Today, there haven’t been any studies evaluating pygeum’s usefulness in malaria. Pygeum also isn’t known to be an actual malaria cure.
Nonetheless, its traditional uses were most likely for alleviating malaria symptoms. Some of these were related to kidney and urinary conditions. Pygeum was also used to bring down fevers, another related symptom.
Though it does have historical use, pygeum isn’t recommended for the treatment of malaria. Having malaria requires medical supervision. Pygeum might possibly help with symptoms, but no studies currently support this.
Much like its usefulness for malaria, pygeum is also a traditional fever remedy. The bark of the tree was used in some African traditional medicine for feverish conditions. This is mentioned in a 2016 review.
However, there aren’t any studies supporting that pygeum reduces fevers. Nevertheless, it remains a common home treatment for fevers in its native regions.
Studies are needed to draw any conclusions about pygeum and fevers. In the meantime, it isn’t recommended to use pygeum alone for feverish conditions. It might help fever symptoms, but it’s not proven to relinquish fever, nor cure what causes fevers. If you have a fever, it’s best to treat it in a more traditional way.
Pygeum is sometimes mentioned as a stomach soother in texts. However, this use is based on traditional use and not science.
Research has yet to prove whether pygeum can cure stomachaches or gastric disturbances. As such, it can’t be deemed a reliable treatment. Still, it’s a relatively safe herbal remedy to try. But if you want research-based remedies, try these for your upset stomach.
Pygeum’s research-supported benefits to prostate health may improve the quality of one’s sex life. It can help relieve pain, inflammation, and urinary difficulties.
Still, pygeum needs more research before it’s called a libido enhancer of any sort.
Pygeum extract is generally taken as a supplement. The extract is made into a powder and put into pills or capsules. Supplements are available for purchase online or in health food stores.
To use a supplement, simply follow the directions on the product’s label. Directions may vary from pygeum supplement product to product, but so will quality. Supplements aren’t monitored as closely as drugs by the FDA for quality and purity so it’s important to buy from a trustworthy brand.
The average recommended dose is typically 100 to 200 milligrams per day, especially for prostate conditions. This is also the average amount used in most studies. The product you purchase should provide dosage information.
Make sure to read labels closely for any warnings or interaction information. It’s also always wise to check with your doctor before starting any new supplement.
Studies show pygeum is mostly safe when used correctly. In some people, side effects may include:
If this happens, you should decrease your dosage or discontinue use entirely.

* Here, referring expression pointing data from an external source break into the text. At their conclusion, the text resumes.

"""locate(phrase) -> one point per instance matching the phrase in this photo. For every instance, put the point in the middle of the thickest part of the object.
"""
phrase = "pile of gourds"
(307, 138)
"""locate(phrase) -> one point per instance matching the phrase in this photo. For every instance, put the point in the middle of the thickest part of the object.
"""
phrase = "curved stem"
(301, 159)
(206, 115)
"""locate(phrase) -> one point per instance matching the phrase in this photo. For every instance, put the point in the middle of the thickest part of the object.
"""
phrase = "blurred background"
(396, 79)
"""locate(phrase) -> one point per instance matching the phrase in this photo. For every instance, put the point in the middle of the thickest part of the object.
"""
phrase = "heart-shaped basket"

You shouldn’t use pygeum if you’re pregnant or breastfeeding. Pygeum also hasn’t been labeled safe for children and shouldn’t be given to them. More research is needed to determine whether it’s safe in these cases.

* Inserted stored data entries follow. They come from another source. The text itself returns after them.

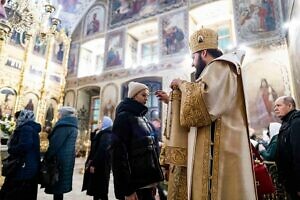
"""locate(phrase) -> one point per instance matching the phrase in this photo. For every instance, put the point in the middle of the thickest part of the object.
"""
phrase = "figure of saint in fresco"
(93, 26)
(2, 10)
(69, 5)
(49, 116)
(267, 96)
(29, 105)
(258, 17)
(109, 109)
(173, 37)
(113, 57)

You should always talk to your doctor before taking any herbal supplement. They can help determine if pygeum will be a good fit for your health needs and discuss any potential risks. They may also be able to provide more information on dosage.

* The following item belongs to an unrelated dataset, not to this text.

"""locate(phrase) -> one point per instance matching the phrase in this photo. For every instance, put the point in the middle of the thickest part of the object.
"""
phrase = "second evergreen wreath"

Pygeum has many traditional uses as an African herbal remedy. Research shows lots of promise for helping symptoms of BPH or enlarged prostate, as well as symptoms of kidney disease and other urinary conditions. Still, more research is needed to truly assess its effects.
Most of the conditions discussed have far better proven and more effective treatment approaches. Follow your doctor’s advice.
If you want to add pygeum to your routine, talk to your doctor. They can help determine whether pygeum is a good fit for your health goals and advise you on any next steps.